Uma mulher francesa de 91 anos acaba de conseguir o seu doutoramento numa universidade do leste de França, com uma tese em Sociologia que levou 30 anos a escrever. Colette Bourlier, que decidiu fazer o doutoramento quando se reformou, em 1983, doutorou-se "com distinção", segundo conta a agência noticiosa Agence France Presse.

"Demorou algum tempo a escrever porque eu fiz pausas", afirmou Bourlier, que se doutorou na Universidade de Franche-Comte em Besançon, no leste da França.

A sua defesa teve lugar esta terça-feira. A tese é intitulada: "Trabalhadores imigrantes em Besançon na segunda metade do século XX", e baseia-se em parte no seu trabalho enquanto professora para imigrantes nessa cidade do leste de França.
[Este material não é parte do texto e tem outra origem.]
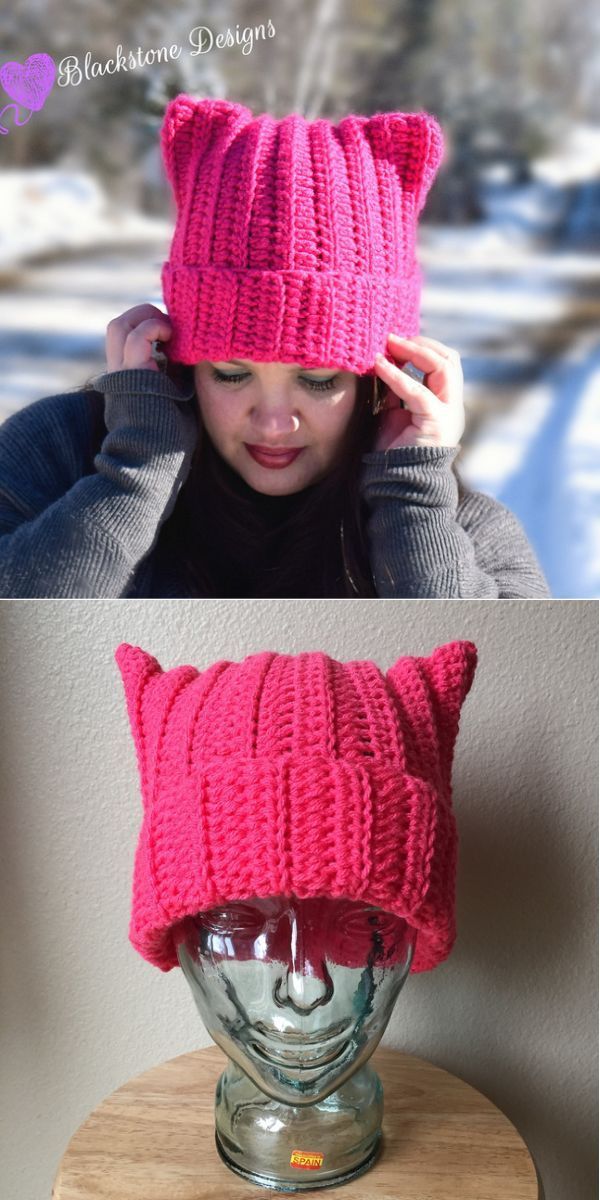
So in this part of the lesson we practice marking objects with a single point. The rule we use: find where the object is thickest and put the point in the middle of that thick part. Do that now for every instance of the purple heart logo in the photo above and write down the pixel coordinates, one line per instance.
(29, 83)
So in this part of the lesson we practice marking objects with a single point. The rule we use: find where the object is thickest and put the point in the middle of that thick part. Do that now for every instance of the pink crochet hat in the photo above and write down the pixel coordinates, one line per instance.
(297, 775)
(294, 240)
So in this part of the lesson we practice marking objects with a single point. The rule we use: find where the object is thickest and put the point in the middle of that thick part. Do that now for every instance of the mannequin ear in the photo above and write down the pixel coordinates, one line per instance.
(187, 129)
(415, 144)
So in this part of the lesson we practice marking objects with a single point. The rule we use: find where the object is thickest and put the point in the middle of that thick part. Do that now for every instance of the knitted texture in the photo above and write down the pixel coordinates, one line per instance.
(294, 240)
(297, 775)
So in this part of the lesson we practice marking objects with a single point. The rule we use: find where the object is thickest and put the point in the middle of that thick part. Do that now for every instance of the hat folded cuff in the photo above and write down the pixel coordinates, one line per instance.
(303, 828)
(313, 318)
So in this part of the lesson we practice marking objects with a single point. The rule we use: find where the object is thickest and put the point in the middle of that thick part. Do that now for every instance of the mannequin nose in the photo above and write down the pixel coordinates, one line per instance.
(306, 983)
(304, 993)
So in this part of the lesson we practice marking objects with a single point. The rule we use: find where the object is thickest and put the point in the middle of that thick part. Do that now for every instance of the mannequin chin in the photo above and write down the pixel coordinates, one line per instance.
(297, 991)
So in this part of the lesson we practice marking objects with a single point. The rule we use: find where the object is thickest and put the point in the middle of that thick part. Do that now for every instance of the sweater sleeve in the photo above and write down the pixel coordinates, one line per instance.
(424, 543)
(73, 531)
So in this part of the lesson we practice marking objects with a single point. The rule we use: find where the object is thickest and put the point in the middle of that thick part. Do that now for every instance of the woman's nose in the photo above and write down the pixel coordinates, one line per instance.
(275, 418)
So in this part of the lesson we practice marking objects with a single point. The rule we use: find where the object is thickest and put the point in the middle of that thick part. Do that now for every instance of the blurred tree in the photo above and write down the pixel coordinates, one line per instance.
(505, 78)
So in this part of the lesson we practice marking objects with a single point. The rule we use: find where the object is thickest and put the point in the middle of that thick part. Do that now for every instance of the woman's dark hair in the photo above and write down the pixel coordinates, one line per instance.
(234, 541)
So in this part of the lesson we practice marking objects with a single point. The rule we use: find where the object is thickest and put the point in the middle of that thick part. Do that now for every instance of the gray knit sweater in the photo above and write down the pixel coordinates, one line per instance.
(88, 478)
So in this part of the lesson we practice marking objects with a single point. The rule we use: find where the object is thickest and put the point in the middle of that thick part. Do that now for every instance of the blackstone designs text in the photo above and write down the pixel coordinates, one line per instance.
(72, 70)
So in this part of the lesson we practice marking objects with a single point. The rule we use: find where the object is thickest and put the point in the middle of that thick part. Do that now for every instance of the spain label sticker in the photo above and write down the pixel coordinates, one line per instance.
(306, 1159)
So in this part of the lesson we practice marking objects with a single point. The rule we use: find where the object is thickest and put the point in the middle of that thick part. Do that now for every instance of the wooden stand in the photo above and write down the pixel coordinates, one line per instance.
(154, 1139)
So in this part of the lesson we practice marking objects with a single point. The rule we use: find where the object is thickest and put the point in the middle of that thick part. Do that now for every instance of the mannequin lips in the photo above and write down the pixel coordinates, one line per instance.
(297, 1059)
(273, 459)
(301, 1056)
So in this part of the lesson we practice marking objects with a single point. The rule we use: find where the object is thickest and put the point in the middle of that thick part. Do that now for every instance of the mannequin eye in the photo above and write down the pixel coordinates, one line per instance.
(233, 919)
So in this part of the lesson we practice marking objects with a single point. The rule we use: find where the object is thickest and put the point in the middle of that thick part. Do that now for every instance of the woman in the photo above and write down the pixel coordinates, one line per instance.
(259, 461)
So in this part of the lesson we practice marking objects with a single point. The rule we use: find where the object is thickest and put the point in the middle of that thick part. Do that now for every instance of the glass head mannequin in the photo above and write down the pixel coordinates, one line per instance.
(298, 994)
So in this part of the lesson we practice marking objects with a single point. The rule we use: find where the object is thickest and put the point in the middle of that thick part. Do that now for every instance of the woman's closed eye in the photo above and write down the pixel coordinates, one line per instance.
(313, 384)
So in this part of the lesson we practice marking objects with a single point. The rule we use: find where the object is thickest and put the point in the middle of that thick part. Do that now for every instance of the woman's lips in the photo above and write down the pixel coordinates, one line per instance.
(273, 459)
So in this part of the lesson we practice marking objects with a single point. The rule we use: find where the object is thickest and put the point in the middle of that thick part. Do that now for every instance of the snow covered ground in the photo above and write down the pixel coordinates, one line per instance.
(517, 295)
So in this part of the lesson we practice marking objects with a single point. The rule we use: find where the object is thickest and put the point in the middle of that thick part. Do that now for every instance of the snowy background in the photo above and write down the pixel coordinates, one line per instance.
(509, 243)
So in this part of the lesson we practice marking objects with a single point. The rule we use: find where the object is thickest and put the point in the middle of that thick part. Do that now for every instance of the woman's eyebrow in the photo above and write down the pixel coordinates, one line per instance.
(292, 366)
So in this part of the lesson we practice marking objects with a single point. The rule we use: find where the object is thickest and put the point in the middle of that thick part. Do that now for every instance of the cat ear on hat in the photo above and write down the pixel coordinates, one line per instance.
(432, 690)
(414, 142)
(187, 129)
(137, 670)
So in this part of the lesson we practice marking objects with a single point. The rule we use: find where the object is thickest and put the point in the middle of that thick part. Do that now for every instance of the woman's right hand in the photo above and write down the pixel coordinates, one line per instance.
(129, 342)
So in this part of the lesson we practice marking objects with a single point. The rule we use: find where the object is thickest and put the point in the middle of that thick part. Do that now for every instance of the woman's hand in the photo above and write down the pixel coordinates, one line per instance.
(433, 413)
(130, 337)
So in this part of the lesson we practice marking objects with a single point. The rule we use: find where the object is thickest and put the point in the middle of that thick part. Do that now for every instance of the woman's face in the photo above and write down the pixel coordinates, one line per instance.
(279, 425)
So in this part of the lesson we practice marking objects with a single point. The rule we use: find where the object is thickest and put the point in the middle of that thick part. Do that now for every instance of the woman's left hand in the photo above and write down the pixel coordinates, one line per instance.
(433, 413)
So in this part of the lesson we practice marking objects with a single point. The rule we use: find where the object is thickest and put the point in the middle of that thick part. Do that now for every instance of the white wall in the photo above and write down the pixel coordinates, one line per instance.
(513, 1011)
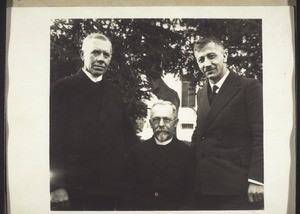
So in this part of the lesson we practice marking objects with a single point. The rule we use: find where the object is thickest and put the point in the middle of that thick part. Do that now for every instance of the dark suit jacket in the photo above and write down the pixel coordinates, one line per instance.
(160, 181)
(229, 137)
(89, 138)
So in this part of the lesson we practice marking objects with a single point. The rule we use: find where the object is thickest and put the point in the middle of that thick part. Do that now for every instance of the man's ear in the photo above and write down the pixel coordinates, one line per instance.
(150, 122)
(81, 54)
(176, 122)
(225, 55)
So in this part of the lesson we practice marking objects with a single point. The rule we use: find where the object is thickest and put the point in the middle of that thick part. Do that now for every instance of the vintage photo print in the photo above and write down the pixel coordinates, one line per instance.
(151, 110)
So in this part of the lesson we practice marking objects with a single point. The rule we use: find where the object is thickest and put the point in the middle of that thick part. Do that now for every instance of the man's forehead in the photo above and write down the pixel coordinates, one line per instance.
(96, 43)
(162, 110)
(210, 47)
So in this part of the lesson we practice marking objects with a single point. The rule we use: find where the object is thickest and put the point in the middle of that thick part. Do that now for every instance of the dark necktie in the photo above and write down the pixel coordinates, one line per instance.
(213, 94)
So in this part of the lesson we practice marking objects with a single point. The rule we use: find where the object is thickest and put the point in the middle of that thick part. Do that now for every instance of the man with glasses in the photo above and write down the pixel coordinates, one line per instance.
(161, 169)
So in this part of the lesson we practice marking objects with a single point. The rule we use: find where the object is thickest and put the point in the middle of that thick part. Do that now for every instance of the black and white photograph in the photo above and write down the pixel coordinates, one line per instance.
(152, 110)
(200, 150)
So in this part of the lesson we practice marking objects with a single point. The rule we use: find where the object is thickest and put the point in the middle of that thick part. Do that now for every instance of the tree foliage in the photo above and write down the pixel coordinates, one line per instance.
(145, 48)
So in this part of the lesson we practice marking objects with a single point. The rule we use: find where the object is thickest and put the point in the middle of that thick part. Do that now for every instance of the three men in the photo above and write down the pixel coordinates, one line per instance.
(90, 134)
(161, 169)
(228, 138)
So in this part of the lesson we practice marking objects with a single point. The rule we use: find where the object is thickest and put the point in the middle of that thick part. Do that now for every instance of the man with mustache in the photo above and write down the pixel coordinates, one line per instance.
(90, 134)
(228, 138)
(161, 169)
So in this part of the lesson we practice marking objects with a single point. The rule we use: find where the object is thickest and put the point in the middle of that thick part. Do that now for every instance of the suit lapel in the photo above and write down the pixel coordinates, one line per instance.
(228, 90)
(106, 101)
(85, 86)
(204, 101)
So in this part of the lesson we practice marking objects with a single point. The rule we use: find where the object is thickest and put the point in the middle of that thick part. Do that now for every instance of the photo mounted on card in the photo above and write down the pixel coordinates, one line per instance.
(151, 108)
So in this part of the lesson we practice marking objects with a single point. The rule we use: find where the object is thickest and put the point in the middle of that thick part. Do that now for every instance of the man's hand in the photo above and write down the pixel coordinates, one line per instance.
(255, 193)
(59, 195)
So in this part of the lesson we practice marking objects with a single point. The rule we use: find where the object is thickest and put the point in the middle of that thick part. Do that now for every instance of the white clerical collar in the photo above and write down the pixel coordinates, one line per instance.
(93, 78)
(163, 143)
(220, 82)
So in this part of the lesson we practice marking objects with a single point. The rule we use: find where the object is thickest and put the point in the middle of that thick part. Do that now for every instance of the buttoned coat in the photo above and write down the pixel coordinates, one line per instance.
(160, 182)
(228, 138)
(89, 137)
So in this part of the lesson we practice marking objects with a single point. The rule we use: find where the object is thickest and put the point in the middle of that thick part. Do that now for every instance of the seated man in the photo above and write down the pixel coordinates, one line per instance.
(161, 169)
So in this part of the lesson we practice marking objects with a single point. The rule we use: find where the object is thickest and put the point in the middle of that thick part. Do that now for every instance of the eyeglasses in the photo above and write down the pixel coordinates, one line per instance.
(166, 120)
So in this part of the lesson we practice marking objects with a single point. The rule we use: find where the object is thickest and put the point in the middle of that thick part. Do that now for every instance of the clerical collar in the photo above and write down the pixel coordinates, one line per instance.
(163, 143)
(93, 78)
(220, 82)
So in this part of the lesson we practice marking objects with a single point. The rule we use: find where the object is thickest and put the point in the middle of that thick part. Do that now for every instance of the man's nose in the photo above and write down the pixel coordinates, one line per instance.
(206, 63)
(100, 57)
(161, 122)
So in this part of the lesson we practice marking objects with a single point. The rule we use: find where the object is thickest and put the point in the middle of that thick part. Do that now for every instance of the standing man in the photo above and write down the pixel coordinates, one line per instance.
(90, 134)
(161, 169)
(228, 138)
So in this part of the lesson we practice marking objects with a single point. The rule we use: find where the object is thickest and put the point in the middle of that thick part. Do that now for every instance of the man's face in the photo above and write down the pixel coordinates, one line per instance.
(163, 122)
(96, 55)
(211, 60)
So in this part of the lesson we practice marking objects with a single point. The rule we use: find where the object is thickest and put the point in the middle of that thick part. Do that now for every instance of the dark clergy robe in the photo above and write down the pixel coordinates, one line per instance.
(161, 177)
(89, 138)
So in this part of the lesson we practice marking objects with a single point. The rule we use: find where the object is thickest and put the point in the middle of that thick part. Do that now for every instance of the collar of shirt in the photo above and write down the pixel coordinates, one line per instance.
(163, 143)
(220, 82)
(91, 77)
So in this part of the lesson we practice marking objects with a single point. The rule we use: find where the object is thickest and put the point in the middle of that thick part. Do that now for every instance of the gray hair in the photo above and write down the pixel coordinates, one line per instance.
(163, 102)
(94, 36)
(205, 40)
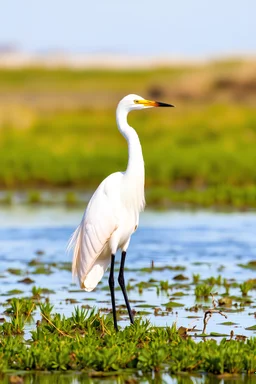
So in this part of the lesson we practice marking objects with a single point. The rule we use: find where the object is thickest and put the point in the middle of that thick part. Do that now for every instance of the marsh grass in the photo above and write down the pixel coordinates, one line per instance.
(87, 341)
Um doutoramento em França costuma demorar três anos a preparar, mas Bourlier trabalhou na sua tese durante três décadas. Torna-se assim numa das pessoas mais velhas de sempre a doutorar-se no país.

O orientador de Bourlier, Serge Ormaux, disse à Agence France Presse que a idosa era uma estudante "extremamente atípica", acrescentando: "É provavelmente a única pessoa que conhecia cada aspeto com tanto pormenor, e que conseguiu juntar todas as pontas. Apoiou-se em análises estatísticas".